My point isn’t that female characters shouldn’t be physically strong, that the trait in itself is either demeaning or unrealistic. It’s that when we’re looking to celebrate feminism in film, we should evaluate whether portrayals of women are truly representative of the nuanced, complex, lived experiences of real humans, or are just hollow avatars “courageously” subverting stereotypes that were already outdated in the 1960s.
Ultimately, the problem here is not that movie studios haven’t “gone far enough” to undermine female stereotypes. The problem is that they’re going about it in entirely the wrong way. Female representation doesn’t mean a woman gets her picture on a poster. It means her story gets told. That requires developing characters, not just including them.
So if all this is actually the fault of crazy far-far-left sixth-and-a-half-wave feminists pressuring movie executives into creating only the strongest version of female characters, what’s the solution? Avoiding feminism altogether? Gender-blind casting?
Maybe it involves understanding what feminism, at its core, really means. Equality doesn’t necessarily mean sameness, but it does mean…well, equality. It means giving female characters agency and nuance and identities and arcs, and yes, even weaknesses.
Here’s a secret, Hollywood: the more women you have, in as many diverse and varied roles, personalities, and situations as possible, the less one single character has to bear the weight of being the perfect ambassador for femaleness in a sea of men and the less you have to worry about whether she specifically will be perceived as sufficiently “strong.”
I’m not trying to contend that fewer characters that look like me on screen is some form of oppression. But this deficit is both revealing and shaping: revealing of the latent concept of womanhood in broader culture and shaping the minds of viewers to reinforce those ideas.
I’m all for more princesses who know kung fu, as long as they’re also surrounded by teachers and rivals and villains and mentors and artists and moms and scientists and businesswomen and travellers and sisters who don’t have to.
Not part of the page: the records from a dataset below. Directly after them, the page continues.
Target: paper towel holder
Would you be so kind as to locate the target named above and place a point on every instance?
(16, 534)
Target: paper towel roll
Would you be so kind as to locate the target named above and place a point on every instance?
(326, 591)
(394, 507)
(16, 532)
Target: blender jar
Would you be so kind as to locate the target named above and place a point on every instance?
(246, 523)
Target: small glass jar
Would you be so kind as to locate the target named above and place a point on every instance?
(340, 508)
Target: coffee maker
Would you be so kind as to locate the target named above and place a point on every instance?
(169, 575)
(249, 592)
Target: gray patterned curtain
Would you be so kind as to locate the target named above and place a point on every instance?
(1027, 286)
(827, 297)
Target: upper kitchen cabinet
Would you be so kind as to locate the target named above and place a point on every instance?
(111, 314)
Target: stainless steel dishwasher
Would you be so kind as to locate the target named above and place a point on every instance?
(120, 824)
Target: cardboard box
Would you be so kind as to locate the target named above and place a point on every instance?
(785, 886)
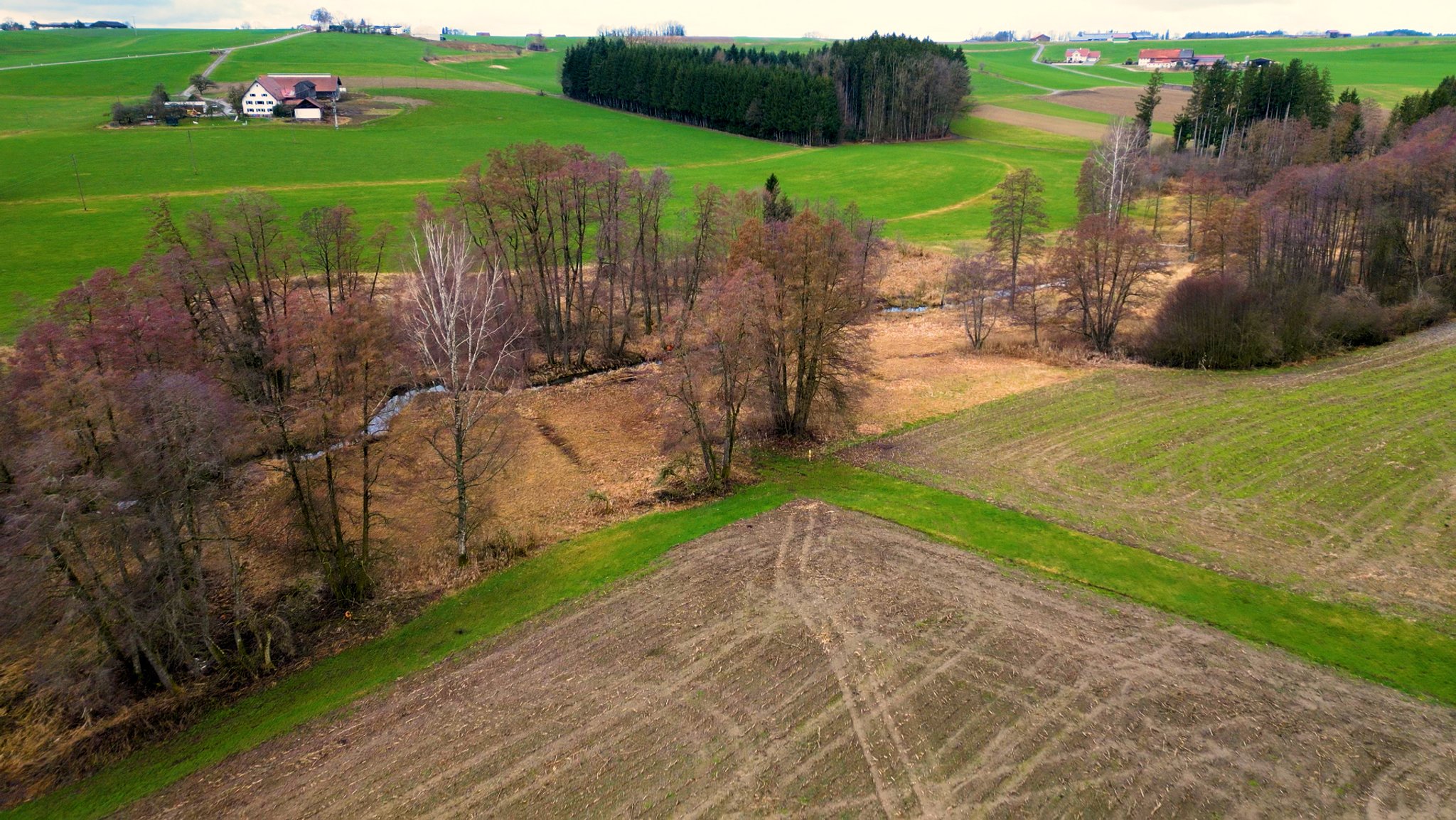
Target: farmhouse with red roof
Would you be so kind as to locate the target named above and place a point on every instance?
(300, 94)
(1165, 57)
Breanna Beers is a senior Molecular Biology major and the Editor-in-Chief of Cedars. She loves exercising curiosity, hiking new trails, and citrus tea.
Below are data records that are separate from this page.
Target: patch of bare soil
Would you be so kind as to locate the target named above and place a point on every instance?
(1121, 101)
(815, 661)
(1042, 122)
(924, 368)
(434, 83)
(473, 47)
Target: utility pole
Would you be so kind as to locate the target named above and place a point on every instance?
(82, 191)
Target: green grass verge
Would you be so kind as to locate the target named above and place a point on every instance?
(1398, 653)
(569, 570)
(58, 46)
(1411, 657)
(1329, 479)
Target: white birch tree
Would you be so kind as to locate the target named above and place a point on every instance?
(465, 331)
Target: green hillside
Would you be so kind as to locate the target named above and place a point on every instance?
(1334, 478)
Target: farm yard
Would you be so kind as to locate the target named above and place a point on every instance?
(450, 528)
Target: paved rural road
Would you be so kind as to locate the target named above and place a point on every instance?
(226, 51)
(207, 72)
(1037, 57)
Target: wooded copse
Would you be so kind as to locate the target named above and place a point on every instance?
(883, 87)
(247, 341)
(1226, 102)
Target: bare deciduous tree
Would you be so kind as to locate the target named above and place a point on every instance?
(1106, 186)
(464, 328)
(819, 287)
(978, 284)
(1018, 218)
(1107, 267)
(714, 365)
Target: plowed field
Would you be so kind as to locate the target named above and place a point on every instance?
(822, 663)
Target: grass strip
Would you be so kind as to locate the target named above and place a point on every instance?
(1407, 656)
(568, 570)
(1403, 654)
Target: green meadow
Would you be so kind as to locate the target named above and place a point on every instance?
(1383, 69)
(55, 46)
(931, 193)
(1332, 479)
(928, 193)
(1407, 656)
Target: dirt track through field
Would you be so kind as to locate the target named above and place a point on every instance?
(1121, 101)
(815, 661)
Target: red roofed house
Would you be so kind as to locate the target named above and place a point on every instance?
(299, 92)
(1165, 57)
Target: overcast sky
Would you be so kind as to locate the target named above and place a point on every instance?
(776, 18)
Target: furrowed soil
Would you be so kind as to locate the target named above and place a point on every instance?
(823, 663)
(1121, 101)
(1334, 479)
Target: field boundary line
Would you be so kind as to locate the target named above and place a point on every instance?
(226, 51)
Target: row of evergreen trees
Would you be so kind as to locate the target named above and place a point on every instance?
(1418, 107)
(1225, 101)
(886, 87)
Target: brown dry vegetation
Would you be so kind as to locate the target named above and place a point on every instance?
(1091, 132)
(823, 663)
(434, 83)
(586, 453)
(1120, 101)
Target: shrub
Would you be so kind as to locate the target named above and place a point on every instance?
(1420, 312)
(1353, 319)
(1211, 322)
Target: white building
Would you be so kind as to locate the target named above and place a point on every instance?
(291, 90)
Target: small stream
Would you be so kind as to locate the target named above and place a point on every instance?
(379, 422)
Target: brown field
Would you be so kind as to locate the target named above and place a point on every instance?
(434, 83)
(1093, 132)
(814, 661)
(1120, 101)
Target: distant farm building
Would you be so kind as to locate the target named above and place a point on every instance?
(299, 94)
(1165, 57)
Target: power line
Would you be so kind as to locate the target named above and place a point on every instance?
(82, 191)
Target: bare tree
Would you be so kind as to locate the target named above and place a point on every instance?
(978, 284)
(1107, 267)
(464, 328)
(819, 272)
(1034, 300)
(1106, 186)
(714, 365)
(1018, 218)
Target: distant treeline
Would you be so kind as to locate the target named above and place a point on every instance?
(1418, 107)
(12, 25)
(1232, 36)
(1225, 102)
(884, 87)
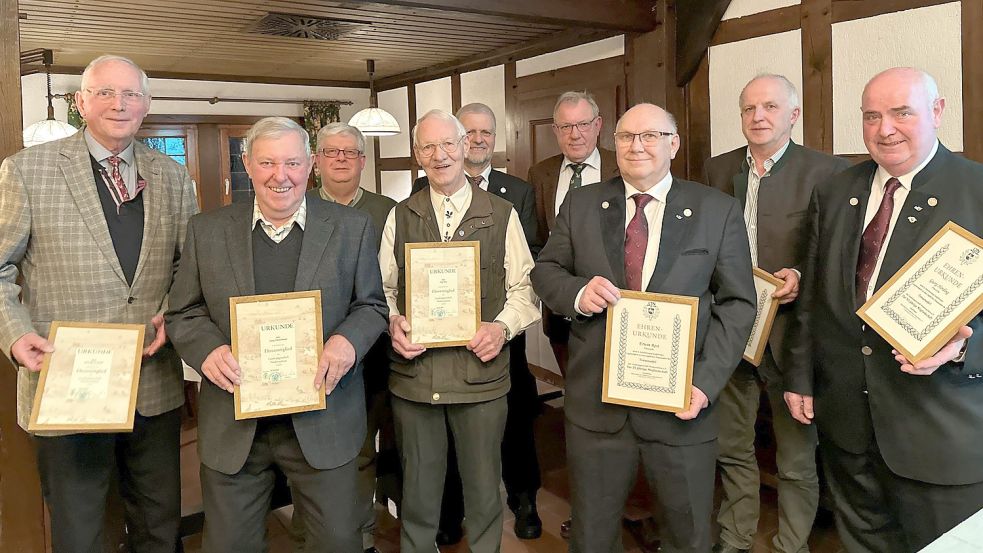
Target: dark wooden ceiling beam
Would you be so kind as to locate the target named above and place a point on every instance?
(614, 15)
1 Reply to "Feminism in Film"
Tom April 28, 2021 (7:57 pm)
Let’s not forget that at it’s core, Hollywood is still a money making enterprise. Their first obligation is not to be SJWs, but to provide their investors with a return on investment. If not, there won’t be anymore movies to worry about. I think the best high profile series to represent men and women with complex characters was undoubtedly Game of Thrones. A very diverse combination of both male and female roles in a complex story line.